The Road Warrior

One of the most fascinating things about George Miller’s iconic Mad Max series is that after the first one, each successive installment feels like a reboot than a sequel. He takes scenes, themes and characters of his earlier work that maybe he could do better and gives them a fresh spin, apparently without fears that someone in the audience will accuse his epics of motorized mayhem of excessive retreading. Maybe that’s because in every Mad Max movie, Miller puts such an intense amount of effort into them, we can really see how he’s trying to reinvent a concept, driven by fresh inspiration, sending a different message, and delivering astonishing new thrills. However Miller works his magic, it’s on display in pretty much anything he ever puts to screen, whether it’s affiliated with Mad Max or not. But he first put his interesting brand of self-revisionism on display with Mad Max’s eagerly awaited sequel, The Road Warrior. Alternately marketed as Mad Max 2, or Mad Max 2: The Road Warrior, whatever name this movie went by, once it hit the screens, road rage would never the same again.

The story takes place years after some kind of global military conflict has destroyed worldwide petroleum production and ushered in a state of rapid civilizational collapse. Deep in the badlands of Australia, a drifter named Max Rockatansky cruises the broken highways in search of food and fuel to scavenge. He still wears his old Main Force Patrol leathers from his days as a kind of high-velocity highway cop, he still drives his supercharged V8 interceptor, and he still wears a brace on his leg from where he took a bullet while slaughtering the biker gang that killed his wife and infant son. A leather-clad bundle of PTSD, Max is a human on autopilot, detached from the emotions that once made him a loving family man and worthy protector of the innocent. Now, all he’s got is his trusty dog and a wickedly serrated survival instinct.

Max discovers an outpost built around an old oil drilling and refinery station, but it is besieged by a large and well-armed gang of barbaric marauders—led by a hulking masked psychopath named Lord Humungus—who will rape, torture and kill whomever tries to escape the compound. Sensing an opportunity to score some loot for himself, he forms a wary alliance with the defenders and offers to deliver to them a semi cab that can haul the large tanker of gas sitting in the compound. After multiple twists of fate driven by the endless attacks by Humungus’ men, the defenders make one last break for it, with Max driving the tanker, putting his skills to the test, and acknowledging that there is still a shred of his old self in his head somewhere. The question is: will it ensure his survival…or blunt his edge and get him killed? Somewhere along the way, we realize that maybe staying alive doesn’t count for much if you can’t figure out what you’re staying alive for. And Max does, too.

The Road Warrior doubles down on the ambitious and bleak setting laid out in Mad Max, imagining a world that has fully given itself over to collapse and anarchy. This is a world no longer able to build much of anything, skilled only in scavenging the results of previous manufacture, and living through the first days of might be a very long Dark Age. The movie’s punk rocker, BDSM-inspired costuming, super-wide landscape photography, phenomenal stunt work, tight editing and hard-driving story all combine into something that have become one of the most accessible templates for post-apocalypse cinema on the planet. It is also an action movie of breathtaking and brutal virtuosity.
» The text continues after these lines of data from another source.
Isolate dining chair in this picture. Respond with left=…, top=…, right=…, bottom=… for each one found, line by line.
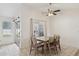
left=29, top=37, right=44, bottom=55
left=48, top=35, right=61, bottom=55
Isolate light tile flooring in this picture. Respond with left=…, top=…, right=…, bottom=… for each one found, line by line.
left=0, top=44, right=79, bottom=56
left=0, top=44, right=20, bottom=56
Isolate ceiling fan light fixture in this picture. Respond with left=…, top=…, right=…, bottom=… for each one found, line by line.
left=48, top=13, right=53, bottom=16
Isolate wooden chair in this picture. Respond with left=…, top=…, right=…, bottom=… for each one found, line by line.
left=48, top=35, right=61, bottom=54
left=29, top=37, right=44, bottom=55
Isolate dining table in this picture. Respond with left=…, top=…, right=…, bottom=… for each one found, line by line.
left=37, top=38, right=50, bottom=55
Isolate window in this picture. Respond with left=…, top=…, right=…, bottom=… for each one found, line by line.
left=2, top=21, right=12, bottom=36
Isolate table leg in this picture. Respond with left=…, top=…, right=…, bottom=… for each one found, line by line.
left=44, top=42, right=46, bottom=55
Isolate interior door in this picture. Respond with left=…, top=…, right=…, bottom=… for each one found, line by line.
left=0, top=17, right=14, bottom=45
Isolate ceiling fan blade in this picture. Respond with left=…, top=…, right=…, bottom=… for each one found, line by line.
left=53, top=12, right=57, bottom=15
left=53, top=10, right=60, bottom=12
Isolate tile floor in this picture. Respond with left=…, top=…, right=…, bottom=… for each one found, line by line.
left=0, top=44, right=79, bottom=56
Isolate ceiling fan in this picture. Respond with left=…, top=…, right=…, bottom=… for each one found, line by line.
left=42, top=3, right=61, bottom=16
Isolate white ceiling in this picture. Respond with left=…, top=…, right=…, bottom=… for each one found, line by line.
left=23, top=3, right=79, bottom=10
left=0, top=3, right=79, bottom=16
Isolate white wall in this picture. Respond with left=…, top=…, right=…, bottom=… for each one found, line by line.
left=0, top=3, right=21, bottom=45
left=21, top=7, right=50, bottom=54
left=50, top=9, right=79, bottom=48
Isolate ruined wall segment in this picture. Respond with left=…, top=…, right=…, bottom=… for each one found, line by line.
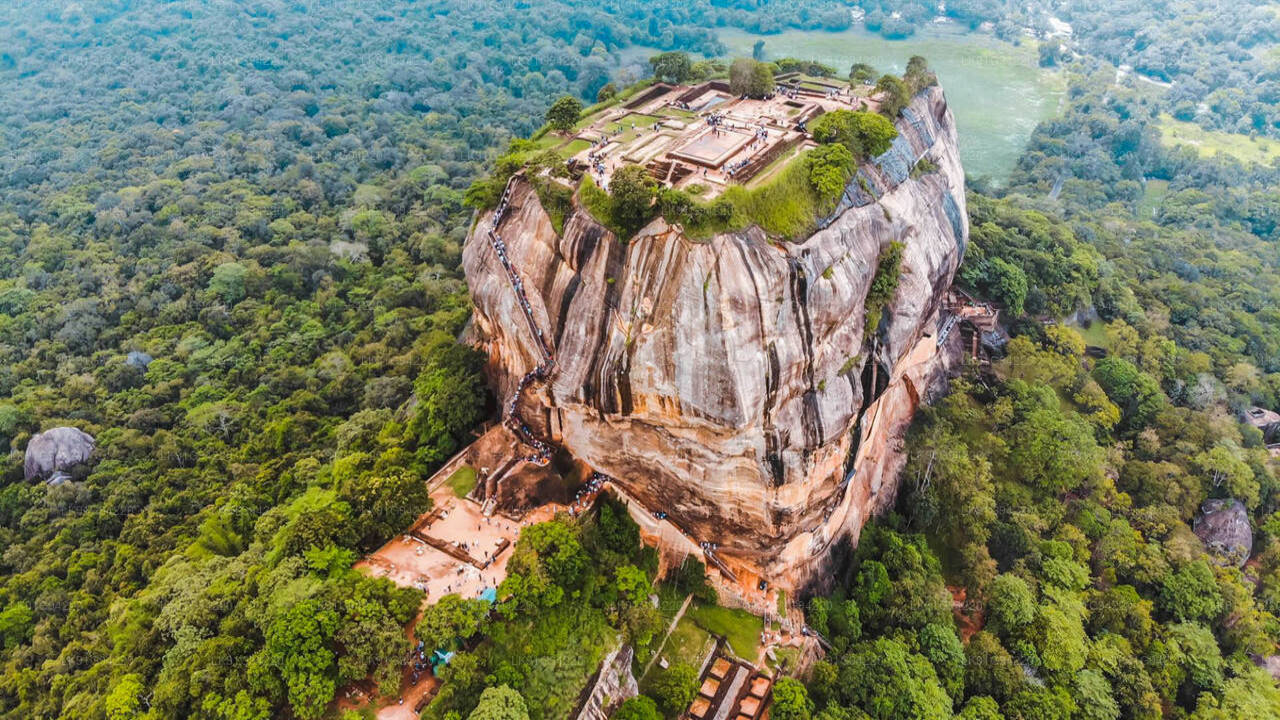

But the weird neo-savagery of this world is drawn most deftly by its cast of bizarre characters. There’s Humungus’ chief minion Wez, who looks like the star tight end for the varsity football squad of an asylum for the criminally insane. There is the Gyro Captain, a sketchy, bug-eyed fella who flies around on his ultralight and is perhaps more reliable than he initially lets on. There is Pappagallo, the defender’s leader, who looks suspiciously like Mick Jagger and echoes Max’s old police chief Fifi in insisting that there is still room in this world for people to do the right thing. And there is the Feral Kid, a child born after things went to hell and relies on animal instincts and a bladed boomerang that only he can throw and catch safely. With characters like these, we see how far everybody who has survived until now has had to deviate from the person they once were. All of these people used to be regular folks once upon a time. Now nobody is.

And then there is Max himself, played again by a rapidly ascending Mel Gibson. Here, we see Mad Max as an extended origin story (something the movie’s own prologue ensures by showing snippets of it to bring the uninitiated up to speed). Max’s every action here—as a survivor, as a guy slightly more decent than Humungus’ thieving minions, and ultimately, as a guy who can be trusted to do the (mostly) right thing—is a case study in what happens when a good man is broken by the world around him, but yet doesn’t fully succumb to his own inner darkness. There comes a point where Max turns his back on the defenders and pays a heavy price for it. When he returns for the movie’s finale, he insists on helping the same people he just left high and dry. It’s not for his own safety and it’s not for his own enrichment. It’s because once he has been brought to the edge of death, only then can he remember the man named Max, who wasn’t always quite so mad. For one last high-octane, eighteen-wheeled, shotgun-toting trip, he can be that guy once again, and nobody would dare deny him that.